Editorial. Los siete días finales.
Virtualmente restan solo siete jornadas para que llegue el día en que la mesa de la Convención Constituyente haga entrega al Presidente de la República del texto del proyecto dd nueva carta fundamental que será sometido al juicio de la ciudadanía el próximo domingo 4 de septiembre.
El último tiempo no ha estado libre de zozobras, destacando entre ellas la desafortunada gestión de la mesa directiva en relación con la eventual invitación a los ex presidentes del país a la ceremonia lo que ha terminado en un bochorno de alto nivel, y la discusión sobre el innecesario preámbulo del documento que ha terminado en una rechazo de tres de sus cuatro incisos.
Con estos dos hechos, ha culminado un proceso bastante conflictivo en que durante meses hemos visto la pretensión de un sector importante de los convencionales para imponer una serie de conceptos y definiciones sin detenerse un momento para reflexionar sobre los alcances de las propuestas, su factibilidad práctica, y sus consecuencias.
Las encuestas y estudios de opinión sobre los eventuales resultados del plebiscito de salida tienden a otorgarle una cierta mayoría al voto “de rechazo”. La acogida generosa que a todos estos estudios han prestado los medios de comunicación tradicionales, demuestra palmariamente que todo ello responde, como tantas otras veces ha quedado demostrado, a operaciones políticas previsibles.

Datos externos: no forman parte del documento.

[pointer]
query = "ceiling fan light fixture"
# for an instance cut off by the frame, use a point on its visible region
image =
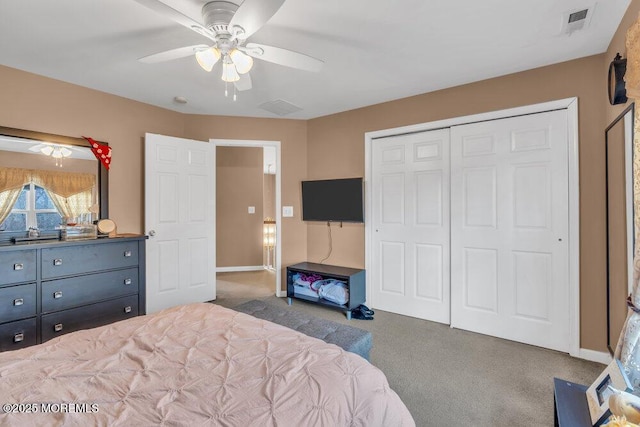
(229, 72)
(207, 58)
(242, 61)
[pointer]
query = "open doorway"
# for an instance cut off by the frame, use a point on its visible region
(247, 220)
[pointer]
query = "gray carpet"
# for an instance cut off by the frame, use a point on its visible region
(449, 376)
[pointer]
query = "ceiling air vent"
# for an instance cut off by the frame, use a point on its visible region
(578, 16)
(280, 107)
(577, 19)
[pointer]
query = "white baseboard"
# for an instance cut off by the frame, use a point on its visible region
(240, 268)
(595, 356)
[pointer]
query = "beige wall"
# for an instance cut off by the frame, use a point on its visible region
(617, 45)
(45, 105)
(239, 184)
(332, 146)
(42, 104)
(292, 135)
(269, 195)
(335, 149)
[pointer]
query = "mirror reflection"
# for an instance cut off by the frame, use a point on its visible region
(620, 176)
(46, 184)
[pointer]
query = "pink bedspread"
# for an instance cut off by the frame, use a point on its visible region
(199, 364)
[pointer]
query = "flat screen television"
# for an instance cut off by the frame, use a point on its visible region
(339, 200)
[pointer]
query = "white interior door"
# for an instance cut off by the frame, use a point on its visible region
(410, 239)
(509, 229)
(180, 221)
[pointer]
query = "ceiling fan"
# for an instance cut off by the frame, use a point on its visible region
(229, 26)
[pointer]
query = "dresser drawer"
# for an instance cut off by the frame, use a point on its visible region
(70, 260)
(17, 302)
(74, 291)
(18, 334)
(17, 266)
(89, 316)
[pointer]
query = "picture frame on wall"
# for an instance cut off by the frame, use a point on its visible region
(599, 392)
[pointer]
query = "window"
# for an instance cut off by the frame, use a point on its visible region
(34, 208)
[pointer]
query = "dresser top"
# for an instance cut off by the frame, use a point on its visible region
(36, 244)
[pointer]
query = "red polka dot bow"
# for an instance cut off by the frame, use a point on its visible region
(101, 151)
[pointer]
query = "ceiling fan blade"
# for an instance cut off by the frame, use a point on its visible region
(177, 16)
(36, 148)
(253, 14)
(284, 57)
(244, 83)
(168, 55)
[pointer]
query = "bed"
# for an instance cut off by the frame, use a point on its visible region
(196, 364)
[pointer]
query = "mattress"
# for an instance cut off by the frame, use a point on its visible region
(197, 364)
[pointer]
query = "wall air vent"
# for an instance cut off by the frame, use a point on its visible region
(576, 19)
(280, 107)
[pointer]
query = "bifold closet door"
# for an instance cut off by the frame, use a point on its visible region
(410, 233)
(509, 229)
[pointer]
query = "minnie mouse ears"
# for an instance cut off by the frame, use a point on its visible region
(101, 151)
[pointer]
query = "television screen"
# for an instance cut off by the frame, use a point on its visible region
(333, 200)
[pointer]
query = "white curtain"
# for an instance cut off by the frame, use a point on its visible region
(71, 193)
(628, 348)
(11, 182)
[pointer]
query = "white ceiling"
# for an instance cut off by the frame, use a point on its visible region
(374, 50)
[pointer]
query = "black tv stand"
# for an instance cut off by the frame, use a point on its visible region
(353, 277)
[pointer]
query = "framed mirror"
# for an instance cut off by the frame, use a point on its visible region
(620, 219)
(63, 182)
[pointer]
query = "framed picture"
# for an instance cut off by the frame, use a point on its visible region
(598, 393)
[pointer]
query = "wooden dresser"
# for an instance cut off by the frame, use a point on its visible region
(49, 289)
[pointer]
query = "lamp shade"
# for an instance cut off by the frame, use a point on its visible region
(242, 61)
(207, 58)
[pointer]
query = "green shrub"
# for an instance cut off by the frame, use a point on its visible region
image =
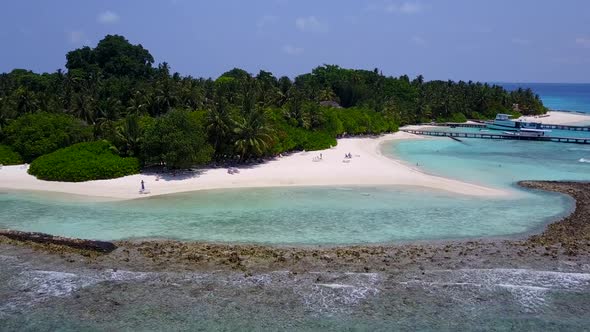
(83, 162)
(33, 135)
(317, 140)
(9, 157)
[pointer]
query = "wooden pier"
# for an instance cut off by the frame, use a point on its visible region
(487, 135)
(483, 125)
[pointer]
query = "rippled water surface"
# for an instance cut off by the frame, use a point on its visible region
(75, 299)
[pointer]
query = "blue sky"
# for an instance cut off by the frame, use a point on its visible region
(500, 40)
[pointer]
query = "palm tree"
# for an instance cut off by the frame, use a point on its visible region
(130, 134)
(252, 134)
(25, 101)
(83, 107)
(218, 125)
(137, 105)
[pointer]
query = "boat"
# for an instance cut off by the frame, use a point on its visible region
(528, 132)
(503, 122)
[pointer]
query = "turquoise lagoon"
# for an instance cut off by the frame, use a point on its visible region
(333, 215)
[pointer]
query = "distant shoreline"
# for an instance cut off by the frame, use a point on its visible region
(366, 167)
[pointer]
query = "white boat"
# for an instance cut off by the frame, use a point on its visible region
(503, 122)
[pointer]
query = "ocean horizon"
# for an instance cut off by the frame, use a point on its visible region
(571, 97)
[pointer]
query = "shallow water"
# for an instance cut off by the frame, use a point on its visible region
(333, 215)
(75, 299)
(559, 96)
(498, 163)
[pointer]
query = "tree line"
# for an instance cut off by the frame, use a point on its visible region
(115, 92)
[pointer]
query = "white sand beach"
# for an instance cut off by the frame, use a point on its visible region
(556, 117)
(366, 167)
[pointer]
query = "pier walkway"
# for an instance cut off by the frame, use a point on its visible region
(486, 135)
(482, 125)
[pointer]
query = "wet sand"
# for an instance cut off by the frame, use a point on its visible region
(563, 246)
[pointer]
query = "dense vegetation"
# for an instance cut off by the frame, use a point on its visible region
(113, 92)
(33, 135)
(84, 162)
(8, 156)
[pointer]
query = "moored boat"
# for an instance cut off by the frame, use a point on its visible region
(503, 122)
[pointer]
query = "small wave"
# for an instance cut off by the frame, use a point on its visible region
(335, 286)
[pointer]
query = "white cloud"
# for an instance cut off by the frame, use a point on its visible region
(108, 17)
(583, 42)
(407, 8)
(266, 20)
(520, 41)
(419, 41)
(310, 23)
(292, 50)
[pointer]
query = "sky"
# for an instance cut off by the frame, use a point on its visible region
(494, 41)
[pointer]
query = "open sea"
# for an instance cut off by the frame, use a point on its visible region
(559, 96)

Lo claro, como el propio Presidente lo ha reconocido, es que el resultado será estrecho y que se alejará notoriamente de los porcentajes logrados en el plebiscito anterior. Más aún: si se quiere evaluar de manera seria la realidad, las cifras finales de septiembre son imprevisibles toda vez que la nueva normativa legal que ha dispuesto la obligatoriedad del sufragio, se traducirá en un incremento de sufragantes cercano al 35%, muchos de los cuales concurrirán a las urnas por primera vez.
Cerrado el escrutinio, no vendrá ni la paz, ni la estabilidad ni se concretarán las aspiraciones generosamente difundidas a lo largo del año. Al contrario, aparecerán los cuestionamientos de lado y lado a las normas aprobadas y, el largo y duro período de estudio, aprobación e implementación del alto número de leyes consideradas en los trescientos cincuenta y tantos artículos aprobados.

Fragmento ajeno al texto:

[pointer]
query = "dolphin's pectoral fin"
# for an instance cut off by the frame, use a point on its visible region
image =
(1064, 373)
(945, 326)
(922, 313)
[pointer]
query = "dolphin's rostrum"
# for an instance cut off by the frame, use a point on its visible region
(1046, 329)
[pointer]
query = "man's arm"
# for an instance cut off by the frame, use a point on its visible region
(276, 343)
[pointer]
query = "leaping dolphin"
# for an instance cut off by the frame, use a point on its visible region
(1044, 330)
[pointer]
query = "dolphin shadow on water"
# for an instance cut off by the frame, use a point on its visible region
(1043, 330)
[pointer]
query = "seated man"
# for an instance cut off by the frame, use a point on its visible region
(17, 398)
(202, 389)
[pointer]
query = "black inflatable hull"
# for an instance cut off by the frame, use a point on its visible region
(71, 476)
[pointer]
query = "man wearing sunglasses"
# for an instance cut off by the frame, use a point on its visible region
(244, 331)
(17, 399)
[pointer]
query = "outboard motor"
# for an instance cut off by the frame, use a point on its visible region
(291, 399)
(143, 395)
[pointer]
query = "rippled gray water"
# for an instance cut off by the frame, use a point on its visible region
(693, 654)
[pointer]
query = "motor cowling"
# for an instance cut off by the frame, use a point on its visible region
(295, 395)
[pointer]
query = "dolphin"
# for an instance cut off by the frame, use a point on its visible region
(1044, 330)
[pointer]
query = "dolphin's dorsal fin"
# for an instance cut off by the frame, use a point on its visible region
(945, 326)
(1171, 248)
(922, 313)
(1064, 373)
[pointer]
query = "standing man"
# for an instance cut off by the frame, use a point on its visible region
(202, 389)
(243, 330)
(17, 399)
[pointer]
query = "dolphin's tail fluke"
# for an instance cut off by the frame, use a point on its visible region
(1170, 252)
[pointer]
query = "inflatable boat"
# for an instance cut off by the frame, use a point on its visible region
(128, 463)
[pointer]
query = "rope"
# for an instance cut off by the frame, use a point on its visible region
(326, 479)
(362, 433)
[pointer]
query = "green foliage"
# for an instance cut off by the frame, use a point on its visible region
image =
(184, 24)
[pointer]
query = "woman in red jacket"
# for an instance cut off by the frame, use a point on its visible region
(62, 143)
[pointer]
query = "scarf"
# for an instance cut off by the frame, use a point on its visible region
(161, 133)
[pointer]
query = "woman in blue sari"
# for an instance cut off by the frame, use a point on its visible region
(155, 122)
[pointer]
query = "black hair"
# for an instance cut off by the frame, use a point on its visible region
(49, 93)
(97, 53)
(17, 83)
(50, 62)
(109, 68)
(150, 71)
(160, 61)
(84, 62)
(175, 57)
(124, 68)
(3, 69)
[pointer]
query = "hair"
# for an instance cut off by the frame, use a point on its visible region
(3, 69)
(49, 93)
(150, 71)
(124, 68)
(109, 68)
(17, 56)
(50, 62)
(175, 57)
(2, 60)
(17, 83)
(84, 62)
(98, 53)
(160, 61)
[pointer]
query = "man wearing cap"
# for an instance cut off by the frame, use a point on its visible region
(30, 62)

El problema de fondo es que el país, los ciudadanos comunes y corrientes, necesitan que la vida nacional se regularice, que las actividades económicas, sanitarias, educacionales, sociales, culturales, se normalicen para que Chile reemprenda la marcha que permita avanzar paulatinamente. La persistencia y el fomento de la conflictividad pasan a ser un obstáculo insalvable que irán en perjuicio directo de los grupos más desvalidos.

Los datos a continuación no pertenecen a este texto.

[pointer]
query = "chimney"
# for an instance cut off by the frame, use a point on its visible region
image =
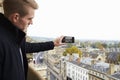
(111, 69)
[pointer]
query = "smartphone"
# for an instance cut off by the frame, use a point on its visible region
(68, 39)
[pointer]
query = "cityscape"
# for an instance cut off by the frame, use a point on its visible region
(82, 60)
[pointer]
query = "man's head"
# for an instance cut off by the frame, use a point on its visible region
(20, 12)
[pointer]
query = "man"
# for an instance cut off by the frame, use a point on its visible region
(18, 15)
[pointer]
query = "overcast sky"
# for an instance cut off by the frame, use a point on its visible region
(83, 19)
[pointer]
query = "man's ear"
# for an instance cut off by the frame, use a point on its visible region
(15, 17)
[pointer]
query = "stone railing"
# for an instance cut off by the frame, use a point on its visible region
(33, 74)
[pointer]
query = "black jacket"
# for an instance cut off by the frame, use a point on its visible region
(11, 41)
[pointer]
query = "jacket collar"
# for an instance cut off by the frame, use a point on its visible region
(17, 33)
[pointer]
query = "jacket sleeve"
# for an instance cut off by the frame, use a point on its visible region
(1, 61)
(37, 47)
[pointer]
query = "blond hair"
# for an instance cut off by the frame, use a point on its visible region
(18, 6)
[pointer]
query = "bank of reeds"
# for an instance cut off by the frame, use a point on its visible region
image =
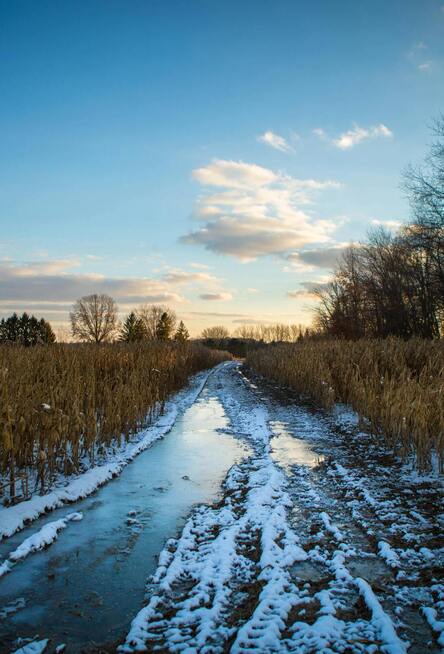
(62, 405)
(396, 385)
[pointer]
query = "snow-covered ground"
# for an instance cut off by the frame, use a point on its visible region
(319, 543)
(69, 489)
(336, 555)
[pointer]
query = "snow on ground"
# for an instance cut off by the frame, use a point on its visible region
(36, 647)
(15, 518)
(38, 541)
(337, 556)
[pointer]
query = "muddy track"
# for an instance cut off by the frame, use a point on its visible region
(342, 554)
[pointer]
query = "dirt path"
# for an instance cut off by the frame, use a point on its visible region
(320, 544)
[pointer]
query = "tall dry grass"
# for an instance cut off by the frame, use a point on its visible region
(397, 385)
(61, 406)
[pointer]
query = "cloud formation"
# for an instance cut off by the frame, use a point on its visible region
(326, 257)
(357, 134)
(256, 211)
(390, 224)
(216, 296)
(275, 141)
(54, 285)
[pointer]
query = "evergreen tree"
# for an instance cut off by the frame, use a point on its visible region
(182, 333)
(132, 329)
(26, 330)
(164, 327)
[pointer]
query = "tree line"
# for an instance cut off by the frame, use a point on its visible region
(393, 285)
(94, 319)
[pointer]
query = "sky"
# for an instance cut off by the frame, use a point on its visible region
(215, 156)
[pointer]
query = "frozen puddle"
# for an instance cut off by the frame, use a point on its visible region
(88, 585)
(287, 450)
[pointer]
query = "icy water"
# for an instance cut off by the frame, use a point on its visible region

El gran daño que puede haber causado el proceso constituyente radica en haber sembrado torpemente la ilusión de que todo se encuentra al alcance de la mano y que el Estado utópico es capaz de hacer todo y de financiar todo.
El emergente gobierno, tendrá que asumir su responsabilidad hablando al país con la verdad. La solución de los problemas demanda recursos y demanda tiempos y ello se traduce en esfuerzo y paciencia.
La fiesta de la demagogia pueril e irresponsable llegará un día a su fin y solo entonces entenderemos que nada se alcanzará sin el sacrificio colectivo.